Background information
- Born: 17 June 1957 (age 68) Riga, Latvian SSR (now Latvia)
- Genres: Classical music, progressive rock, folk music
- Occupations: Composer, musician
- Instruments: Keyboards, organ, piano, vocals

= Uģis Prauliņš =

Latvian composer

Uģis Prauliņš (/lv/; born 17 June 1957) is a Latvian composer whose choral work Missa Rigensis (Riga Mass) was recorded by the Choir of Trinity College, Cambridge, the Riga Cathedral Boys Choir, Youth Choir BALSIS and has been performed in several locations around the world, amongst those Canada, France, England.

==Background==
Uģis Prauliņš was born in Riga and studied at the Emīls Dārziņš Music School from 1963 to 1974. Later, he studied conducting and pedagogy at the Latvian Academy of Music from 1977 to 1982, where he also studied composition with Jānis Ivanovs in 1982–83 and Ģederts Ramans from 1984 to 1989 and piano with Valda Kalnina from 1977 to 1982 and 1984–89.

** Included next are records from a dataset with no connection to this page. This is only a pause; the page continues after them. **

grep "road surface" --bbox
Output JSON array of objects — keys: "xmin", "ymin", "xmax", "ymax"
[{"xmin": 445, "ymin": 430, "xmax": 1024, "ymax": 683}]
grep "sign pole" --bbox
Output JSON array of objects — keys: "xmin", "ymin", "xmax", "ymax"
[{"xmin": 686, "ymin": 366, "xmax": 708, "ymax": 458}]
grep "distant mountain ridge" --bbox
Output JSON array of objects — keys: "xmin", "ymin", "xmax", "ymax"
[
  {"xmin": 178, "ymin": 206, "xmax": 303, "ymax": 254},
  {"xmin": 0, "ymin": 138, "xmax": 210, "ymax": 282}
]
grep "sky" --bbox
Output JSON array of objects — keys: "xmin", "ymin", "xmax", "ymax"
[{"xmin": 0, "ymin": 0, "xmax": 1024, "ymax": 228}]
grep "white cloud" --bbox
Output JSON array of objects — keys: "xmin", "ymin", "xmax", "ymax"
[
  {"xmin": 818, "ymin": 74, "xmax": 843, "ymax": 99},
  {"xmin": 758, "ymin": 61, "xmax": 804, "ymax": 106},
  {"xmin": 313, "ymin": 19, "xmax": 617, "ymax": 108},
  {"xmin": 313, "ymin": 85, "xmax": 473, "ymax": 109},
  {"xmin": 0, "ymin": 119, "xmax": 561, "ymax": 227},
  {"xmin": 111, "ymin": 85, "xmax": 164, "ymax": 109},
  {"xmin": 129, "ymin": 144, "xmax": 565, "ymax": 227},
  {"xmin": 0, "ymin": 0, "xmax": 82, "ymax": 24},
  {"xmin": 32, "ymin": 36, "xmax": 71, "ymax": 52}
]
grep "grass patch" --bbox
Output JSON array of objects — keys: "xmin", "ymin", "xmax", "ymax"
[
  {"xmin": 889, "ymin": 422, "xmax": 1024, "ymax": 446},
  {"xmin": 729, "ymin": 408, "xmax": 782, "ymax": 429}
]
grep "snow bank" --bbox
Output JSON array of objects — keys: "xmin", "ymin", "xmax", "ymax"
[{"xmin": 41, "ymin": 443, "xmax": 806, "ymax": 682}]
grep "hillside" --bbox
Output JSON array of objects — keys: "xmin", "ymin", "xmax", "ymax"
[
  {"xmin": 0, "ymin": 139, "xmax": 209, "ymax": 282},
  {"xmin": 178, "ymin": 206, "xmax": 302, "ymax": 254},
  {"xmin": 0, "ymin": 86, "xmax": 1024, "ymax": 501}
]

As a keyboardist, he was active as a rock musician in the progressive rock group Salve in the 1970s and in the folk-/progressive-rock group Vecās mājas in the 1980s.

==Selected works==
His album Pagānu gadagrāmata (Pagan Yearbook), was recorded with the band Iļģi with guest appearances by Latvian folk musicians in 1998. It contains a seasonal cycle of mostly traditional songs and instrumental pieces with an emphasis on the natural progression of the year.

Missa Rigensis (2002) was written for and first recorded by the Riga Cathedral Boys Choir, conducted by Mārtiņš Klišāns. In 2008 conductor Stephen Layton recorded Missa Rigensis with the Choir of Trinity College of Cambridge. The recordings were released on CD titled "Baltic Exchange" on the Hyperion Records label. Prauliņš stated that his desire in composing the piece was "to retain attention by the singers' voices alone."

His Christmas composition, "Latvian Solstice in the New World", was described as a song that would "disturb the solitude so people can feel real joy" in a review by Minnesota Public Radio.

The recording by Stephen Layton, Michala Petri, and the Danish National Vocal Ensemble of Prauliņš' 2010 composition "The Nightingale" (based on the eponymous fairytale by Hans Christian Andersen) was nominated for a 2013 Grammy award in two categories – "Best Contemporary Composition" and "Best Choral Performance."

The Rock oratorium ODI et AMO 2.0 (2018) with boys' choir Uetersen and Anna-Maria Hefele.